My contention is that once a ransomware gets sufficient rights to even start its attack, it's already too late, it has deep access in your network and root access at that point, if that has happened on your hypervisor, you've been compromised, you need to disconnect your datacenter, wipe your admins computers, you need to wipe your jump hosts, you need to wipe your entire cluster and recover from ... snapshots and backups.

I don't have a problem with EDR as a detection tool, but what you're describing can be picked up by any SIEM as well, and likely when the attacker is just knocking at the door. Allowing it to interfere (kill VMs, hang kernels, add measurable latency to read/write calls etc) has always been an issue for us, especially in clusters, you're potentially hanging the entire cluster because ClownStrike uses its customers to test a dynamic update - this has happened twice on Linux before the notorious Windows outage, it's why, even on VMs we no longer allow EDR to run as a kernel module - it has to use BPF instead.

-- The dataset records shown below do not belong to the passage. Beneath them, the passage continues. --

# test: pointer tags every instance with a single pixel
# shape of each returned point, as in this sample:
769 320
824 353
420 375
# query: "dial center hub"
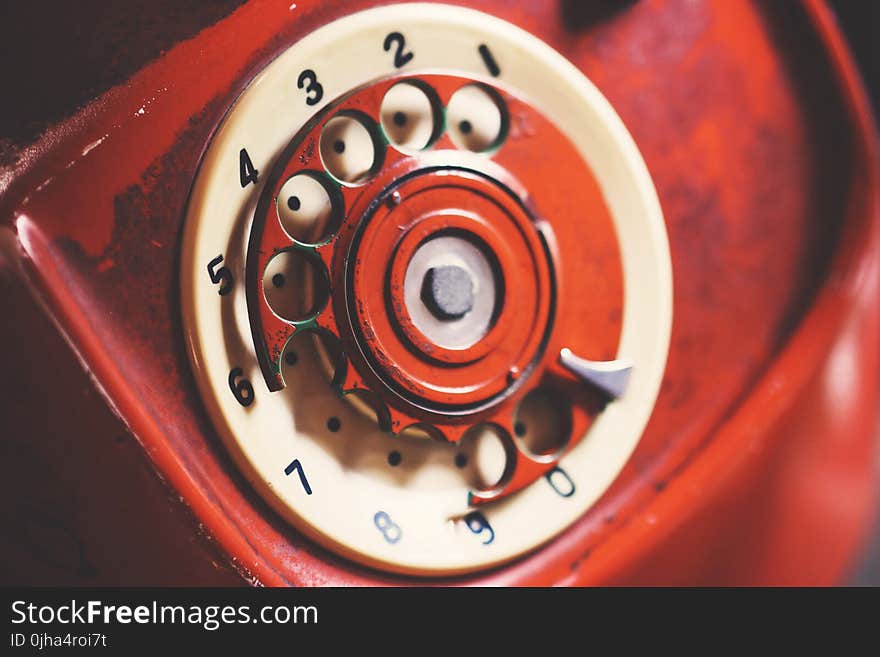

I would love to hear about a good EDR tool for Linux, one that a) builds the kernel interface regardless of kernel version b) doesn't interfere with legitimate operations and c) can actually detect 'bad behavior' both on the host and in VMs and containers. Right now, it seems most EDR vendors are just there to tick a box that they also have a Linux (and same can be said about Mac) client, but they only detect Windows threats and Windows-like behavior, replicate the same attack in Python, and it won't detect anything.